Business, Economics and Jobs

GreenTalk: Posco's India project hits another hurdle


In this picture taken in 2007, villagers living under threat of displacement by the construction of a steel plant by South Korean steelmaker POSCO, sort beetel leaves in Dhinkia village of Jagatsinghpur district, some 100 kilometres east of the capital of the Indian state of Orissa, Bhubaneswar. On Monday, a report from India's Comptroller and Auditor General alleged that the state government misused the law to acquire land for Posco and other industry players.

Once hailed as India's largest foreign direct investment, Posco's proposed steel refining project in the eastern Indian state of Orissa ran into another hurdle this week, as India's Comptroller and Auditor General (CAG) accused the state government of misusing the law to acquire land for the Korean steel giant, as well as UK-based Vedanta Resources.

The CAG report follows Friday's news that India's green tribunal is suspending the environmental clearance granted to Posco for its $12 billion steel plant in late 2011. 

The CAG also found that Posco and Vedanta were not using the land for which they were allotted and were instead "hoarding" it, the Indian Express reported Monday.

According to the paper, Orissa acquired nearly 5,000 acres of private land between July 2002 and March 2011 to allow six corporations to set up industrial facilities using the emergency provisions under Section 17(4) of Land Acquisition Act. However, the land was not used for several years.

The government acquired around 2000 acres for Aditya Aluminium (Sambalpur), 830 acres for Vedanta Alumina Limited (Kalahandi), 1000 acres for Dhamara Port Company Ltd (Bhadrak) and 440 acres for Posco India Ltd (Jagatsinghpur), the paper said.

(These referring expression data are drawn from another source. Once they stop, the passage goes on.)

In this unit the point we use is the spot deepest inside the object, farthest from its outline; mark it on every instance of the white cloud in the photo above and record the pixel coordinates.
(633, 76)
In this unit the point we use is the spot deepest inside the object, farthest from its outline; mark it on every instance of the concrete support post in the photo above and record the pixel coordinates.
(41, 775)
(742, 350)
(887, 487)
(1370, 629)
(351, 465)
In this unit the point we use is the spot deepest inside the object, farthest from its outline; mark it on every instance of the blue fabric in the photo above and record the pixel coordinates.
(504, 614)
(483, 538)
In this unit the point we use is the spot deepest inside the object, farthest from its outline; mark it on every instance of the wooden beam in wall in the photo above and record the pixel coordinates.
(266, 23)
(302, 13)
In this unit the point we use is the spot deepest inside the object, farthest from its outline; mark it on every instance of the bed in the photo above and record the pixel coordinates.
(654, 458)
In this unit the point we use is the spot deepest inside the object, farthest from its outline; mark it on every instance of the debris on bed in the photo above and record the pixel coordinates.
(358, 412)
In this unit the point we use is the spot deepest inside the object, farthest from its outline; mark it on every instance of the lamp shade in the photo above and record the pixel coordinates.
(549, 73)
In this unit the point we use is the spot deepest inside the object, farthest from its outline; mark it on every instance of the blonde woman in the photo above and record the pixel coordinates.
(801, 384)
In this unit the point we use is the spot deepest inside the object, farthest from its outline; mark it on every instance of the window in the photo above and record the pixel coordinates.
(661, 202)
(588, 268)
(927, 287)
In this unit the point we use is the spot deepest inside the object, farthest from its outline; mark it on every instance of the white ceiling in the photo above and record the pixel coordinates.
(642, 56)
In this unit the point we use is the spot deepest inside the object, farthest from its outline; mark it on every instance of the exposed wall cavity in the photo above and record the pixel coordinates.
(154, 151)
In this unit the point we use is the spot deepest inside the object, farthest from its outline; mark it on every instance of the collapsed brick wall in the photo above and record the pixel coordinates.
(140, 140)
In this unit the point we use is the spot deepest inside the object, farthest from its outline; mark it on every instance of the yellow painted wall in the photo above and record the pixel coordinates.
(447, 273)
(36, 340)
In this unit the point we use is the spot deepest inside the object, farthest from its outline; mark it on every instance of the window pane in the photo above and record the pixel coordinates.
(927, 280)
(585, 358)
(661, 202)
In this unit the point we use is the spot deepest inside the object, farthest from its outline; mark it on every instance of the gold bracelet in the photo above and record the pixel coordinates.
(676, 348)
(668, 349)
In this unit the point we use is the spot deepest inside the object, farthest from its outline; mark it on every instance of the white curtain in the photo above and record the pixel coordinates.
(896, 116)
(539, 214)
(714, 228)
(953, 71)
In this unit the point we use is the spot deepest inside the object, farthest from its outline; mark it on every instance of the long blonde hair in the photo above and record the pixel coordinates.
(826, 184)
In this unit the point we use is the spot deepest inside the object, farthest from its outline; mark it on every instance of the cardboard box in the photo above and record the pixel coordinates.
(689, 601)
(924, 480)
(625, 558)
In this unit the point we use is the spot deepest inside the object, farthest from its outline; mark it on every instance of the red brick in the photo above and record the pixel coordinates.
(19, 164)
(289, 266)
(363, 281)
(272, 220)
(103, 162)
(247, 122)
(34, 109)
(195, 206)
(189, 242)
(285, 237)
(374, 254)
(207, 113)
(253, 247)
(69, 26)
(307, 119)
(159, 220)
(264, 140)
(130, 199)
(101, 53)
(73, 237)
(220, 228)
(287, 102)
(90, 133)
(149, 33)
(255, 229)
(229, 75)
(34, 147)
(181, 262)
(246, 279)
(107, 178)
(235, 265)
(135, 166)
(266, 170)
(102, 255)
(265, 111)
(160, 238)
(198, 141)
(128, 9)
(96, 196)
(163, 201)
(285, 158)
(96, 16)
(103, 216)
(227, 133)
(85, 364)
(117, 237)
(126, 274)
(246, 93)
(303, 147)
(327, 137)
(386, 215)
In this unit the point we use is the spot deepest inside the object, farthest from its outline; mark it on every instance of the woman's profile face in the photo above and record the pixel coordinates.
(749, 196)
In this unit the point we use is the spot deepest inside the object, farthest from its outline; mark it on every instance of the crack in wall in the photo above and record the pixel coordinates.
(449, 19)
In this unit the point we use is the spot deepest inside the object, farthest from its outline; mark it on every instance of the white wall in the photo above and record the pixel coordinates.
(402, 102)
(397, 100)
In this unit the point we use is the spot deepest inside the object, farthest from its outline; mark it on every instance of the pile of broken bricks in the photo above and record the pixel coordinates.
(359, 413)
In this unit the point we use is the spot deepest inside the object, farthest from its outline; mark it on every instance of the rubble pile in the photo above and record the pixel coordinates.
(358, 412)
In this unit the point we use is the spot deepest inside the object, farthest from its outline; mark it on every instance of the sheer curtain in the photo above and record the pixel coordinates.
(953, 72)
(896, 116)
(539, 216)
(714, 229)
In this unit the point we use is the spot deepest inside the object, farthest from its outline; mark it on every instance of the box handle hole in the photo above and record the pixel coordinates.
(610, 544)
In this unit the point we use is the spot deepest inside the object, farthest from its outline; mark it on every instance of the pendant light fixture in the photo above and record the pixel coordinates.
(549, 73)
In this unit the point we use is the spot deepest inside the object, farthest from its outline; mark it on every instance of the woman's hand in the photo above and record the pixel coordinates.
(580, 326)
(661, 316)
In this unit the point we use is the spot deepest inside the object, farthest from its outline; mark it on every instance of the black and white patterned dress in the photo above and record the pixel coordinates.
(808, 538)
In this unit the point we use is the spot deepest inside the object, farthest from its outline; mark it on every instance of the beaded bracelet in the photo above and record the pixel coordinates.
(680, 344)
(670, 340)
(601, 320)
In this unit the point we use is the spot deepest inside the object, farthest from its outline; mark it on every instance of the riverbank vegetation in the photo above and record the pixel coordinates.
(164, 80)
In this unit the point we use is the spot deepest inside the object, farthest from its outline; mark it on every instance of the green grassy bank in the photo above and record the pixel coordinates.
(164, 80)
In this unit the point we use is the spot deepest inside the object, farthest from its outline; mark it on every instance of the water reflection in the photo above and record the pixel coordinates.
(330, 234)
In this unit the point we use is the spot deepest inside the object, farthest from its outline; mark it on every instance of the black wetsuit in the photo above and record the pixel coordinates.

Posco signed the agreement to build the steel plant in 2005 and was slated to begin production by the end of 2011, but "protests, environmental concerns and government inquiries into alleged illegalities at a related mining concession have delayed it," according to FirstPost.

Unfortunately for Prime Minister Manmohan Singh, the green tribunal's rejection and the CAG's new findings closely followed his visit to South Korea -- where he assured his counterpart that the Posco project would finally break the logjam.